Partner Edward Grange commented on the cases of Giese v Government of the USA  EWHC 1480 (Admin),  4 W.L.R. 103, DC in Criminal Law Week.
Ousley J, in Hamburg Public Prosecutor’s Office (a German Judicial Authority) v Altun  EWHC 397 (Admin), unreported, 2 March 2011, DC, should not be taken as having sought to lay down a principle (albeit obiter) that, if a requesting state could have deployed evidence successfully to secure extradition at the first attempt, but failed to do so, it is an abuse of process to do so in a second set of proceedings. A mechanistic approach to abuse is inappropriate.
The key to cases where it is said that the requesting state failed in the first set of proceedings such that the second set are an abuse of process is to make a broad, merits-based judgment that takes account of the public and private interests involved, the facts of the case and the fact that there is no doctrine of res judicata or issue estoppel in extradition proceedings. There are likely to be few instances where a requested person fails to substantiate a bar to extradition under the Extradition Act 2003 (CLW/03/43/16) but can succeed in an abuse argument. Here, there was no abuse where initial extradition proceedings, ending in a failed appeal by the respondent, were unsuccessful because of inadequate assurances (CLW/16/02/7), where a subsequent attempt to reopen the appeal, without obtaining amended assurances, failed, and where further, adequate assurances were then obtained and a fresh request to extradite made. The offences for which the appellant was wanted were serious, there was no question of any bad faith on the part of the respondent in bringing the fresh set of proceedings and there would be no unfairness to the appellant in allowing them to proceed. The respondent’s unsuccessful application to reopen the appeal did not provide an answer to whether a further request with further assurances would amount to an abuse of process.
Edward Grange commented:
“At first blush, this judgment appears harsh, particularly so when it is borne in mind that this was the fourth judgment of the court in this matter; Mr Giese having been successful on the previous three occasions. However, this was not an attempt by the government of the United States to re-litigate issues that had been ruled against them in the past. Indeed, it was acknowledged that the US government had not ignored the previous three decisions; to the contrary they had recognised them and provided further assurances to seek to satisfy the court.

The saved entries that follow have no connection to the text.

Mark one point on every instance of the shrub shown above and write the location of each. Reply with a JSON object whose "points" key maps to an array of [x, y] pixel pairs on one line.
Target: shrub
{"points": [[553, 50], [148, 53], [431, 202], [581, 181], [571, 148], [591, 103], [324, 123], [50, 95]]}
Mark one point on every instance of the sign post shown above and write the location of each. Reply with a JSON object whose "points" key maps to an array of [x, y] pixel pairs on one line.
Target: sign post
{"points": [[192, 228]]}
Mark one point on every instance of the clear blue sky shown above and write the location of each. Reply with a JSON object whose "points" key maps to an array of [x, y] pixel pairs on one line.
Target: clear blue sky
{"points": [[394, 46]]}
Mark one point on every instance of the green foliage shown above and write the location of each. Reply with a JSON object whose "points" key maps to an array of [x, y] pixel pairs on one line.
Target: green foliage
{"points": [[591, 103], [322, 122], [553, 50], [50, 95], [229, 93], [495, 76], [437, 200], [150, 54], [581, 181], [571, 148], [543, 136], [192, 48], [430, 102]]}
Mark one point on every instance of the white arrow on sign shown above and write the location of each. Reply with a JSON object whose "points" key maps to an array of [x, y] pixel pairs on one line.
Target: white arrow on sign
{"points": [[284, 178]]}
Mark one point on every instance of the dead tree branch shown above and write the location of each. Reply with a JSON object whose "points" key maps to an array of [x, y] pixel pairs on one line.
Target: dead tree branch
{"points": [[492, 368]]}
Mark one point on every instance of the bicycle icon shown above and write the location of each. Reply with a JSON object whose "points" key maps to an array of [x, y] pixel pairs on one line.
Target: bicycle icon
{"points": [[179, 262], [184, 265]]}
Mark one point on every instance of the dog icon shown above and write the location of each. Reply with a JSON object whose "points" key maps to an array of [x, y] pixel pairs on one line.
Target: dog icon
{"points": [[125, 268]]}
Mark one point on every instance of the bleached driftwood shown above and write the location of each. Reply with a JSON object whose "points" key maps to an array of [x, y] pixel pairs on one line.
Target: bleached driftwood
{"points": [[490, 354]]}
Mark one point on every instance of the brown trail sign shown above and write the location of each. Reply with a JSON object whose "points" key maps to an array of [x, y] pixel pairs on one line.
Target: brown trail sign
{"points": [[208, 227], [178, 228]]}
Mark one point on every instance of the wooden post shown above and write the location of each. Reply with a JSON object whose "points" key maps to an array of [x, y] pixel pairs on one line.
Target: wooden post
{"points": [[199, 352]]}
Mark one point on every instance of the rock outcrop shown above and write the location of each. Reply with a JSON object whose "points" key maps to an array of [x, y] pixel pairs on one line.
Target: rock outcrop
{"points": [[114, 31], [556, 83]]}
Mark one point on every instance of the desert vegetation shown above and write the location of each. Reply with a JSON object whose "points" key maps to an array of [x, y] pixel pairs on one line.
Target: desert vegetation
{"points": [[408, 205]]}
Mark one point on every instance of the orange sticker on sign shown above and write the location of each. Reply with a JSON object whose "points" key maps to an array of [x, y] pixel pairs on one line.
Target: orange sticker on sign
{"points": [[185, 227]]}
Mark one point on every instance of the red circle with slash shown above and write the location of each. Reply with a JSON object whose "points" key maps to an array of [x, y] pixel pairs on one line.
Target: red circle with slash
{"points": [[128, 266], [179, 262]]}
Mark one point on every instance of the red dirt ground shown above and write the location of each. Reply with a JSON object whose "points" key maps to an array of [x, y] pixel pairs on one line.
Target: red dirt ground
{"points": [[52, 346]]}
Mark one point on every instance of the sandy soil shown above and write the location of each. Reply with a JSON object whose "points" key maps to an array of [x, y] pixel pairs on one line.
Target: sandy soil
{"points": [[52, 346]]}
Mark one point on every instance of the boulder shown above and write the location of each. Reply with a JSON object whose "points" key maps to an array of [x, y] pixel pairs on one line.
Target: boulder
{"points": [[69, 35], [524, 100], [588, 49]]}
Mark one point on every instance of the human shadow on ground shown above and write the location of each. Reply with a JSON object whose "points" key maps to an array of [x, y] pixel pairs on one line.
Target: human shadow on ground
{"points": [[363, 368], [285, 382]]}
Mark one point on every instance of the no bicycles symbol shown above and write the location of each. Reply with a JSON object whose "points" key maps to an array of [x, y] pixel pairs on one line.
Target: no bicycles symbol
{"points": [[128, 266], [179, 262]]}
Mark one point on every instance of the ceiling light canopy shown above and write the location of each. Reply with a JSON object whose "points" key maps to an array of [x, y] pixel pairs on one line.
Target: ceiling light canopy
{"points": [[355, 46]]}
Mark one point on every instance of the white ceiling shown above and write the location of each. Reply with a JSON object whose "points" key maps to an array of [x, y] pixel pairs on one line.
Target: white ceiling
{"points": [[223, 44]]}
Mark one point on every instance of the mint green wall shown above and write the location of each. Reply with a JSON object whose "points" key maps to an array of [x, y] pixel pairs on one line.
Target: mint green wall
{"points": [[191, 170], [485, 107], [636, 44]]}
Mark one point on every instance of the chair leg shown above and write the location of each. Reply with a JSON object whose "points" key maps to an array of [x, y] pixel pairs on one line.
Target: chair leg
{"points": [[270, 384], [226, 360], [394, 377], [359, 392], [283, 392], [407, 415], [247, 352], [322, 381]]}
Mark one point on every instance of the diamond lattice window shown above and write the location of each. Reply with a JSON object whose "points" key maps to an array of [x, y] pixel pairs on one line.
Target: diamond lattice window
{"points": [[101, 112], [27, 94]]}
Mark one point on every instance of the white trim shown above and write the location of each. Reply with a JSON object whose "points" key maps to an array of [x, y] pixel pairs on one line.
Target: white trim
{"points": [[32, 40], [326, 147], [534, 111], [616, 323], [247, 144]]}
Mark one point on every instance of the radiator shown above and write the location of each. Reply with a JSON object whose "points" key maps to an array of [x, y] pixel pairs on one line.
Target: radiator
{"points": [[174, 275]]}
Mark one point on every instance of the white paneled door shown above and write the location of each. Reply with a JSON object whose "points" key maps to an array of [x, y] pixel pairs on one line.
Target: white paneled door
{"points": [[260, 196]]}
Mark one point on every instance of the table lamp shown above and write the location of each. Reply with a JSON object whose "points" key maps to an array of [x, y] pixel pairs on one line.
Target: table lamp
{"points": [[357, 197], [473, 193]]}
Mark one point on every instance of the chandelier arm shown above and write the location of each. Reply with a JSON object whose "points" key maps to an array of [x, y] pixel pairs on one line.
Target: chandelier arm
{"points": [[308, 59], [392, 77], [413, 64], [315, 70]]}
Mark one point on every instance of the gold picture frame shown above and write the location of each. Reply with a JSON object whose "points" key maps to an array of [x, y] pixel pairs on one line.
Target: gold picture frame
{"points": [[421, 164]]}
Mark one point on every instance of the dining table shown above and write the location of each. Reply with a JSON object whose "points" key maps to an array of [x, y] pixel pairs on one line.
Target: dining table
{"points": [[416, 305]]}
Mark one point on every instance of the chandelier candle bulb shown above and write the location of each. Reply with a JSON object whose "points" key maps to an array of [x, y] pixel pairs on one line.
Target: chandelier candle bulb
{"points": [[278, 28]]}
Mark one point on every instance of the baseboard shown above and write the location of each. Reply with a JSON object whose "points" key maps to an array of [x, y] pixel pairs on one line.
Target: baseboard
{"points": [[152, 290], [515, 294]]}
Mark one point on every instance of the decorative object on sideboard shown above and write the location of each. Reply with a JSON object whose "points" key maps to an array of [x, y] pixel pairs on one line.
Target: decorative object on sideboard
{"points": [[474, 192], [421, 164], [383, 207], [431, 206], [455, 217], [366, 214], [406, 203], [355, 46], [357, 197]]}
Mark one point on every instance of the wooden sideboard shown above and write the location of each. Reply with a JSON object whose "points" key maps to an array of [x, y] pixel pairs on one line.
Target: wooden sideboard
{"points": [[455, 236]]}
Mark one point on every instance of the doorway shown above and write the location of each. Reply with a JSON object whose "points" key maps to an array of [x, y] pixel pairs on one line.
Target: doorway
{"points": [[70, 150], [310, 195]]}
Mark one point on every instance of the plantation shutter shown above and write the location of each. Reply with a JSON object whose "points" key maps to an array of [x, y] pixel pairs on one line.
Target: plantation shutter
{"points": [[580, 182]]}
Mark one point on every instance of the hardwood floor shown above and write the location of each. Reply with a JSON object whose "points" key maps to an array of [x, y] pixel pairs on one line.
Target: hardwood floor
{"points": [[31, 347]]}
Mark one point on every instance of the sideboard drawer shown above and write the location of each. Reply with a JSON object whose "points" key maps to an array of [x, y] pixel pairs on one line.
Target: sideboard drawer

“The fact that the court found there to be no bad faith on the part of the US government and, notwithstanding the principle that there should be finality in extradition proceedings, the absence of a doctrine of res judicata or issue estoppel in extradition proceedings were impediments to this appeal succeeding. That is not to say that repetitive attempts to extradite could never be considered to be an abuse of process but, in order for a case to succeed, there would have to be an element of bad faith and the offence would have to be towards the bottom-end of the scale of gravity.”